In New Zealand over the past 800 years, humans and their accompanying pests have brought about the extinction of 32 per cent of indigenous land and freshwater birds, 18 per cent of endemic seabirds, three of seven frogs, at least 12 invertebrates, possibly 11 plants, a fish, a bat and perhaps three known reptiles.
Today, about 1000 of our known animal, plant and fungi species are considered threatened.
Study co-author Dr Juan Carlos Garcia-Ramirez, of Massey University, said while that human impact was well known, no study to date had measured our effect on the evolutionary history of New Zealand.
"This study reveals how conservation decisions we take today will have repercussions for millions of years."

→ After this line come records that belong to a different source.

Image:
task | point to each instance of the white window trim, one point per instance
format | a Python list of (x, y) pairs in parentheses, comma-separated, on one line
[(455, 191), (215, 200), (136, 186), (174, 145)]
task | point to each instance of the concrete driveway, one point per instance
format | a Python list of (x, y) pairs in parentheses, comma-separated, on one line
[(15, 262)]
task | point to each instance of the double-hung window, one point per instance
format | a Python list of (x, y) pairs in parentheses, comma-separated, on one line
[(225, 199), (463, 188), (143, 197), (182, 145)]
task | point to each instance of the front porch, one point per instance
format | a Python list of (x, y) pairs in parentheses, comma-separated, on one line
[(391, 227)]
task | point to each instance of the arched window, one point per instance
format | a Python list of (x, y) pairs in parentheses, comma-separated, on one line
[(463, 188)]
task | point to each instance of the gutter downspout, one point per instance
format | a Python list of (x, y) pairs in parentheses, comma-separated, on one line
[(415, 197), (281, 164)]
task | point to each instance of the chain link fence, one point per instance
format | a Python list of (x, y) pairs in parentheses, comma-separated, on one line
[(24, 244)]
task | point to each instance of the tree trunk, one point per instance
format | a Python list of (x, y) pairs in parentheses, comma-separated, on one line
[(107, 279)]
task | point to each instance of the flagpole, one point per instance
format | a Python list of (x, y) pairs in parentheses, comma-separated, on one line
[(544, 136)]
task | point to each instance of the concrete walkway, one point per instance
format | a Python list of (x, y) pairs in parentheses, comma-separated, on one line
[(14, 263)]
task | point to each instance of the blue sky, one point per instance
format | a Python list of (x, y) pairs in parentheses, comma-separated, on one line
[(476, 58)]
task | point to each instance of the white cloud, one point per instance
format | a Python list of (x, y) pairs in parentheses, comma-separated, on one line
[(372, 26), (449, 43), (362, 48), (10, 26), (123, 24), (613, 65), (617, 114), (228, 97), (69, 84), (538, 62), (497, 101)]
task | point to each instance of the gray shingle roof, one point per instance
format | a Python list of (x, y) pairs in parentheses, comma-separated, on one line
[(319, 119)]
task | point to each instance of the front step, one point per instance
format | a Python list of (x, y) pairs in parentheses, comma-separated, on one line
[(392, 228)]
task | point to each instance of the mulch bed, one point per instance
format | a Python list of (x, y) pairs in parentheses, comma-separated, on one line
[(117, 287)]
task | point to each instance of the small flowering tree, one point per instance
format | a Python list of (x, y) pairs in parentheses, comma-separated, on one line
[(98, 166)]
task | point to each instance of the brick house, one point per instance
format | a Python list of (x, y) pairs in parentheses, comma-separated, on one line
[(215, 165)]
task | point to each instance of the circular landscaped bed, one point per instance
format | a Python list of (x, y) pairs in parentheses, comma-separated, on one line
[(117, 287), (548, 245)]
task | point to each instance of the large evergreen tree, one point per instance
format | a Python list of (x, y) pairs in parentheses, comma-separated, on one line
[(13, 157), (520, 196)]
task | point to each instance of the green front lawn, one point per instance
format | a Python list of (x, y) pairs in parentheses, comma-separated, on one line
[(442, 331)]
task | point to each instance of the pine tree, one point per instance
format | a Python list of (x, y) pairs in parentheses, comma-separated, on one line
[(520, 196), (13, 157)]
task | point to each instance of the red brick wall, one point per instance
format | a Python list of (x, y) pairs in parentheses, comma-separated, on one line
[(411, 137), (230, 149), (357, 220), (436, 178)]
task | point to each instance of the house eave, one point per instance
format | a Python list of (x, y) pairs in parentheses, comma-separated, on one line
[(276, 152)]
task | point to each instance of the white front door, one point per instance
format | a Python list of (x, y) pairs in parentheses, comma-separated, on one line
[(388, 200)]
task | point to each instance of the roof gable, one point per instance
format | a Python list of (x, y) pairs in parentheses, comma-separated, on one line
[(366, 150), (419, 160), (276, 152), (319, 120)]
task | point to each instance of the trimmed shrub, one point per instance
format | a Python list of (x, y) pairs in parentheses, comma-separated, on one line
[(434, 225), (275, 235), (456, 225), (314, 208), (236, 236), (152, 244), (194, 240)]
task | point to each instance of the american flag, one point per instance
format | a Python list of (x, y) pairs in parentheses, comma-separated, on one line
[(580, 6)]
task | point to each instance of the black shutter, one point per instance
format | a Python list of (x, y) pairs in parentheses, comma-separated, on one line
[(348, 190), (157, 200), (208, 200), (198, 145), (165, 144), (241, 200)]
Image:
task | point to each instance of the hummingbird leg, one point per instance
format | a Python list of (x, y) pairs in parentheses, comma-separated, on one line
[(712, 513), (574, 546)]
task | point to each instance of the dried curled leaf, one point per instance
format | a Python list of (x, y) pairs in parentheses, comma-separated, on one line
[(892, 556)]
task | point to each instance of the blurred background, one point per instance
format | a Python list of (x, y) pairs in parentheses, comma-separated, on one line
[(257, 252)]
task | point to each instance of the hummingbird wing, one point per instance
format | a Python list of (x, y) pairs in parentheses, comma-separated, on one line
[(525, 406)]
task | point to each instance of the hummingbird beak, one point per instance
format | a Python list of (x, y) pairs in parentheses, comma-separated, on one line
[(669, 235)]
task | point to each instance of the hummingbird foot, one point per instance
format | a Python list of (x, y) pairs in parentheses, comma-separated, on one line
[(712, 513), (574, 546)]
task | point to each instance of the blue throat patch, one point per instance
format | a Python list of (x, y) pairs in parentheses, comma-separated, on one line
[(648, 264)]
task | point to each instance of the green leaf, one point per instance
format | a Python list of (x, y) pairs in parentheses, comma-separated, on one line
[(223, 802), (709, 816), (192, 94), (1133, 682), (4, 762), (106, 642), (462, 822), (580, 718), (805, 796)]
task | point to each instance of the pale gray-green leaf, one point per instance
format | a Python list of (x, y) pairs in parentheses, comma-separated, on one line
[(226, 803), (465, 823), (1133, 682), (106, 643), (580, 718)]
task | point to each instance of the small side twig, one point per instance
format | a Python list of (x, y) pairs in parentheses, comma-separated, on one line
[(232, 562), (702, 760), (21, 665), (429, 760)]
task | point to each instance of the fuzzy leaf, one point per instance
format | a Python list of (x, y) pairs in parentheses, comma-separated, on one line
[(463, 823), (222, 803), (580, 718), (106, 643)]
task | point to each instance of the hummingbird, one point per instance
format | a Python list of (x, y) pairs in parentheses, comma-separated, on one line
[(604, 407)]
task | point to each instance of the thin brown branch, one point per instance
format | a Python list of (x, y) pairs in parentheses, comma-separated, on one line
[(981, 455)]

They ultimately found it would take approximately 50 million years to recover the number of species lost since human's first arrived here.
And if all species currently under threat were allowed to go extinct, it would require about 10 million years of evolutionary time to return to the species numbers of today.
But the study's lead author, Dr Luis Valente, an evolutionary biologist at Berlin's Natural History Museum in Germany, said there were some positive take-aways.
"The conservation initiatives currently being undertaken in New Zealand are highly innovative and appear to be efficient and may yet prevent millions of years of evolution from further being lost."